BUDDING rap and contemporary hip-hop artist Muranji has released a new EP aimed at taking his musical career to the next level.
The collection of four songs is named Twende, which translates to ‘let’s go’ in Muranji’s first language Swahili – a reference to his lofty ambitions.
“The cover art for the EP is a map if you look closely,” he says. “It’s meant to be a representation, not a specific single place, and it means let’s go to all these different places.”
Muranji says Twende showcases his musical versatility and ability to work across a range of sub-genres within rap and hip-hop.
“Twende shares my experimental tracks branching over different genres and styles,” he says. “Anything that comes to mind or inspires me is what I’m going with. I can’t stick to one rigid sub-genre of music at the end of the day. I don’t think I’m meant to.”
Muranji’s EP kicks off with the experimental song Do Dat featuring fellow Perth artist Kufre.

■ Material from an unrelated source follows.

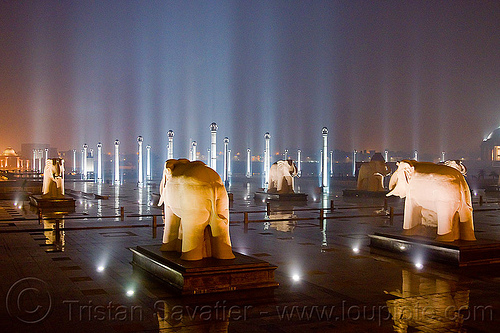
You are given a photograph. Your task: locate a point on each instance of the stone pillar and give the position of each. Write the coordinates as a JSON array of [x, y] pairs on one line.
[[140, 177], [99, 163], [170, 147], [213, 146], [117, 162]]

“It was an experiment with a new kind of beat and a new kind of flow,” Muranji says. “It’s supposed to be fun and light-hearted. This was the first track I decided not to think too much about what we were saying and instead just have fun with the beat.”
The second track Bombay Luv experiments with blending genres and creating a complex soundscape.
“Bombay Luv taps into Afrobeat fused with hip-hop and rap,” Muranji says. “It’s a love song, inspired by a real story from a work colleague. She used to tell me how much she’d argue with her boyfriend and that they didn’t get to see each other a lot.
“I think the story is relatable.” Muranji says he spent time playing with different sounds and techniques and used this project to fine tune his skills.
“It’s really about putting in the work,” he says. “The talent alone isn’t what’s going to help you to get where you want to be.”
Muranji admits he has been hesitant and uncertain with his music career in the past, even taking to Instagram, saying, “Thank you for letting me grow at my own pace, still in progress, but damn what a journey so far.”
The third track in Twende is called Wasiwasi, which translates to ‘doubt’ in Swahili.
“I had a lot of doubt and eventually I’ve realised, ‘hey you know what, I am actually good at [making music]’.”
Twende ends with Tapped In, a song Muranji describes as; “an essence of trippy but still hip-hop. I wanted this song to sound dreamy, outer space and ethereal.”
Muranji mixed and mastered all four songs himself and says there must be a balance of perfectionism and acceptance when making music.
“My key word for this year is stamina. I’m going to keep traction, post lyrical videos, one or two music videos and then another surprise is coming after that,” he says.